En el tríptico que compone el segundo bloque, «Poemas del hogar encendido», el autor hermana «la experiencia del exilio interior con la temática de la memoria» («Casa gris», «Entomología y memoria»).

 

Por último, la tercera parte, «Manual de luces», es para Sergio Barreto «un corpus orgánico», que va desde la escritura automática y los textos de corte oscuro («La ciudad de palmas y adobe», «Satanás»), hasta la búsqueda del silencio y la luz que tiene lugar en «Baliza y albada» (con una escritura próxima al haiku), pasando por la experiencia amorosa y el erotismo («A la mujer madura», «Hábito de incendio»).


 

Sergio Barreto ha contado que no se planteó publicar este libro hasta los últimos seis meses de creación: «Surgió al mercado por 'movimiento natural', puedo decir que casi accidental, por lo que no existe, tras él, la intención de crear una obra cerrada, aunque eso no quiere decir que sí puede transmitir la sensación de ser un libro correctamente delimitado».

 

En cuanto a sus maestros e influencias, este escritor y crítico literario considera que «cualquier buen creador literario tiene algo que ofrecer y, por lo tanto, merece mi atención y mi respeto». Por eso prefiere comentar «qué tipo de creación, hoy por hoy, no me interesa.

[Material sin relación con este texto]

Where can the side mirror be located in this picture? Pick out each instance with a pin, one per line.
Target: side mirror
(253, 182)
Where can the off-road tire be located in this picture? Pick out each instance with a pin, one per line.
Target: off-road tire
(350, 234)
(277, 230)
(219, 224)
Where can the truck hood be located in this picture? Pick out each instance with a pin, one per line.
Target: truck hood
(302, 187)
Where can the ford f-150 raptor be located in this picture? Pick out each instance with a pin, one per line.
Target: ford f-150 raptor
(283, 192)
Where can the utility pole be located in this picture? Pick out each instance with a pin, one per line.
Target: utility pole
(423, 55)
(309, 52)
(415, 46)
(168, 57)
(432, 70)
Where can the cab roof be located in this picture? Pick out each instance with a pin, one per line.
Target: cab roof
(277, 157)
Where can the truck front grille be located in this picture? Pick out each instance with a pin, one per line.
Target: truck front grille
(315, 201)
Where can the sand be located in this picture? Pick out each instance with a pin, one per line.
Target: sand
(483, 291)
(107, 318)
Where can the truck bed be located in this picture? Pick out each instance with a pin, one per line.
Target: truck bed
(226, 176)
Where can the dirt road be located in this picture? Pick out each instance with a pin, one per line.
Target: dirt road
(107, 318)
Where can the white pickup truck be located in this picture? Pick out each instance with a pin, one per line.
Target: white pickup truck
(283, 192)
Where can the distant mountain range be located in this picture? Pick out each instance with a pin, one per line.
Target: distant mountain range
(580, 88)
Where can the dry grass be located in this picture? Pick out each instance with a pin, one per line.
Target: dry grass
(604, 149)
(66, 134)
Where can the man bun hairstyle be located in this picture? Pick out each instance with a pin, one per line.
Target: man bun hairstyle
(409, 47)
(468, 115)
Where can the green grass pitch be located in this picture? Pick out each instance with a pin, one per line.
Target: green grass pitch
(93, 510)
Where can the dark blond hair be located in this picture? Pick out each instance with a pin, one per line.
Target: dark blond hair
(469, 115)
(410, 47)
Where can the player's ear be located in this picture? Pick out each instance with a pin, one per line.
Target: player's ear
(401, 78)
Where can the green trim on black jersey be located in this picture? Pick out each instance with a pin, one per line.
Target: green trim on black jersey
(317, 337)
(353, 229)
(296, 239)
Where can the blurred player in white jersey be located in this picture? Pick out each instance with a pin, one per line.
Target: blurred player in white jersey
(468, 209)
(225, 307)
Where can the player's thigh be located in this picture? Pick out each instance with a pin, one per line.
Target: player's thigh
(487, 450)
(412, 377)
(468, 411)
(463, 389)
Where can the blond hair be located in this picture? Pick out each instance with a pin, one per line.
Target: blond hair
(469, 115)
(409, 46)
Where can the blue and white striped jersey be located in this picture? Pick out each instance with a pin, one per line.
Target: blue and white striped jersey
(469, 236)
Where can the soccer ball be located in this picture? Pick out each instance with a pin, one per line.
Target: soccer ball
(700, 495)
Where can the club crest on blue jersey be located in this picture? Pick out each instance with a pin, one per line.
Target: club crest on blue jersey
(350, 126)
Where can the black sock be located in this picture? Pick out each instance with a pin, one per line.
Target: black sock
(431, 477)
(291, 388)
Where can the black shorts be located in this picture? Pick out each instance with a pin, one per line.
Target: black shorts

No me interesa por ejemplo, el poema efectista, aquel que busca la complacencia o la transgresión para ser aplaudido. También me incomodan aquellos escritores que emplean la excusa de la comunicabilidad para argumentar una creación poco trabajada o de léxico simplista, al igual que los que escriben con guante blanco o buscan un hermetismo que, por limitaciones evidentes, no les pertenece. Esas actitudes me resultan ridículas. Supongo que podría reducir todo lo dicho a una exigencia: no leo obras que dejen ver una ambición superior al talento que verdaderamente poseen».

 

Trayectoria del autor

 

Sergio Barreto Hernández nació en Tenerife en 1984. Colabora habitualmente en la prensa canaria («2.C. Revista de Ciencia y Cultura» de La Opinión de Tenerife; Cuadernos del Ateneo; «El Perseguidor», suplemento de cultura de Diario de Avisos; La Gatera). Ha escrito los libros de poemas: La luz trashumante, Nictografías, Apuntes para un eclipse y Los centinelas (Ediciones Idea, 2011) y el de relatos Me trajo la arena.